The company utilises specific sites such as harbours, quarries, villages and factories and works closely with the local community.

==Productions==
- A Very Old Man With Enormous Wings - 2005 Adapted from a short story by Gabriel García Márquez
- Souterrain - 2006 - 07 Performed in Dolcoath Mine Camborne Cornwall, Stanmer Park Brighton,
- The Beautiful Journey - 2009 performed in HMNB Devonport Plymouth and Wallsend Newcastle.
- The Enchanted Palace - 2010 until 2012, Kensington Palace London
- The Passion - Port Talbot, South Wales, 2011. In collaboration with Michael Sheen and National Theatre Wales
- Babel - May 2012 performed in Caledonian Park, London. In collaboration with Battersea Arts Centre, Lyric Hammersmith, Theatre Royal Stratford East, and The Young Vic.
- Ark-Ive - August 2012, National Theatre London
- Nablus, Palestine - September 2013
- 100: The Day Our World Changed - August 2014 performed at The Lost Gardens of Heligan, Cornwall. Co-commissioned by The Lost Gardens of Heligan and 14-18NOW.

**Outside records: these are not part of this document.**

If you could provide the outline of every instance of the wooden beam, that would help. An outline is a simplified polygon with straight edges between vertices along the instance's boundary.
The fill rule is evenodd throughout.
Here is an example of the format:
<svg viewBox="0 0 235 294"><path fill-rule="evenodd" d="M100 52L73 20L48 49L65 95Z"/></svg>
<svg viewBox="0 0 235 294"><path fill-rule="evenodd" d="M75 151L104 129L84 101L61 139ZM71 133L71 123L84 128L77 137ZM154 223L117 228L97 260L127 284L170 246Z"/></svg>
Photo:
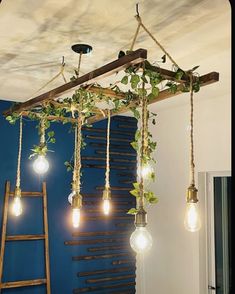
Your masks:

- The Yule-Tide Ark-Ive - Christmas 2014 and 2015, The Eden Project, Cornwall.
- Once Upon A Castle - Kasteel Van Gasbeek, Belgium, 2014
- Twice Upon A Castle - Kasteel Van Gasbeek, Belgium, 2015
- Wolf's Child - 2015, Felbrigg Hall, Norfolk. In partnership with Norfolk and Norwich Festival.
- Dream City - Tunis - 2015
- A Great Night Out - The Point, Sunderland, May 2016. In collaboration with Cultural Spring.
- The Great Survey of Hastings - Ladies Parlour, Hastings Castle Ruins, October 2016 delivered as part of the ROOT1066 festival and based on the Domesday Book.
- Wolf's Child - 2017, Trelowarren Estate, Cornwall.
- 100:UnEarth - 2018 performed at The Lost Gardens of Heligan, Cornwall. Co-commissioned by The Lost Gardens of Heligan and 14-18NOW.